Expert witness claims proof of ethnic cleansing can be seen in population change

An expert witness last week testified that changes in the ethnic composition of north-west Bosnia show ethnic cleansing took place in the region.


The tribunal prosecution team's demographics expert Ewa Tabeau, together with Jakub Bijak, prepared a report on demographic changes in the municipalities of Bosanski Samac and Odzak.


The defence team for Simo Zaric, Miroslav Tadic and Blagoje Simic - accused of persecution of non-Serbs in the area - argued that Tabeau's evidence is biased by the very fact that she works for the prosecution team.
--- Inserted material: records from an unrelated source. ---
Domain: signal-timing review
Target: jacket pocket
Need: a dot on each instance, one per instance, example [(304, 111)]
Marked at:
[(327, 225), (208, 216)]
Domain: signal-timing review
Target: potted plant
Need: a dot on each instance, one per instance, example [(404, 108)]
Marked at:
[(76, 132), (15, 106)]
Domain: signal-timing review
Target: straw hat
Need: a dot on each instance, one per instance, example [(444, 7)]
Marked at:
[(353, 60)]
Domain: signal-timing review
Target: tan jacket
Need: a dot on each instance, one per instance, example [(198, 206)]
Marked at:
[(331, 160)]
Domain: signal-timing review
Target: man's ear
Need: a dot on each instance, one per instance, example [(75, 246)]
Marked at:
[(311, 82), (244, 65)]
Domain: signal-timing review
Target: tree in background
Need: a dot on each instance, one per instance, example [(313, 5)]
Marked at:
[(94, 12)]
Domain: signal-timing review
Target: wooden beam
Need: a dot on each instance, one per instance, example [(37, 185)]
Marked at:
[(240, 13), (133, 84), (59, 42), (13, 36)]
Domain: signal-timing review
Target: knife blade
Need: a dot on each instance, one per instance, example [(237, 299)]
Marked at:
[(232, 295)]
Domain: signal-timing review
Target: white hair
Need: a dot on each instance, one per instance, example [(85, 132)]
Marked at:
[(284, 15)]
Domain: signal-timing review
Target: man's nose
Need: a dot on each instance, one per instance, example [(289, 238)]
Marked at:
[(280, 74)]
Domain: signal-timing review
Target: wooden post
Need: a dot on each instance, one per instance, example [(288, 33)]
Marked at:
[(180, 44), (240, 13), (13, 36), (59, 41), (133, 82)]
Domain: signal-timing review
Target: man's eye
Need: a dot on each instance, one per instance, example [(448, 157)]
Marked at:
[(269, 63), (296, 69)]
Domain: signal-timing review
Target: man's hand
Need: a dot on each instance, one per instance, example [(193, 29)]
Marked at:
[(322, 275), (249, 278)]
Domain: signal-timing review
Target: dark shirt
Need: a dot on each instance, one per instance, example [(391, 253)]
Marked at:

The team also challenged the methods used by the witness to compare the ethnic statistics from 1997 to those from 1991. Tabeau used the Bosnian 1991 population census and the OSCE 1997 electoral voters' register, which she maintains is acceptable analysis procedure.


After the war, the municipalities of Bosanski Samac and Odzak were split by the line that divided the country into two entities - Republika Srpska, RS, and the Federation. A relatively low number of refugees have since returned to their pre-war properties in the RS.


While the Federation section of Samac municipality maintained its pre-war ethnic structure in 1997 - with a 98 per cent Croat majority - the situation in the RS area was very different. While Serbs constituted 55 per cent of its 1995 population, the figure jumped to 92 per cent in 1997. The 27 per cent of Croats and 10 per cent of Muslims present in 1991 had almost disappeared.


In the Federation's part of Odzak municipality, the ethnic composition has also changed in six years. There, Croats retained their majority while the 22 per cent of Serbs had virtually disappeared by 1997. However, the Muslim minority had increased.


In RS Odzak, Croats and Muslims, which had formed the 1991 majority with around 38 per cent of the population each, had almost disappeared by 1997. The Serb population, which previously comprised only 19 per cent, had risen to 93 per cent by then.


Tabeau and Bijak concluded that the mass disappearance of Muslims and Croats from Serb-held Samac and Odzak was a clear example of ethnic cleansing. Their report also showed that ethnically-mixed areas throughout Bosnia-Herzegovina had all but vanished by 1997 as a result of large-scale population movement.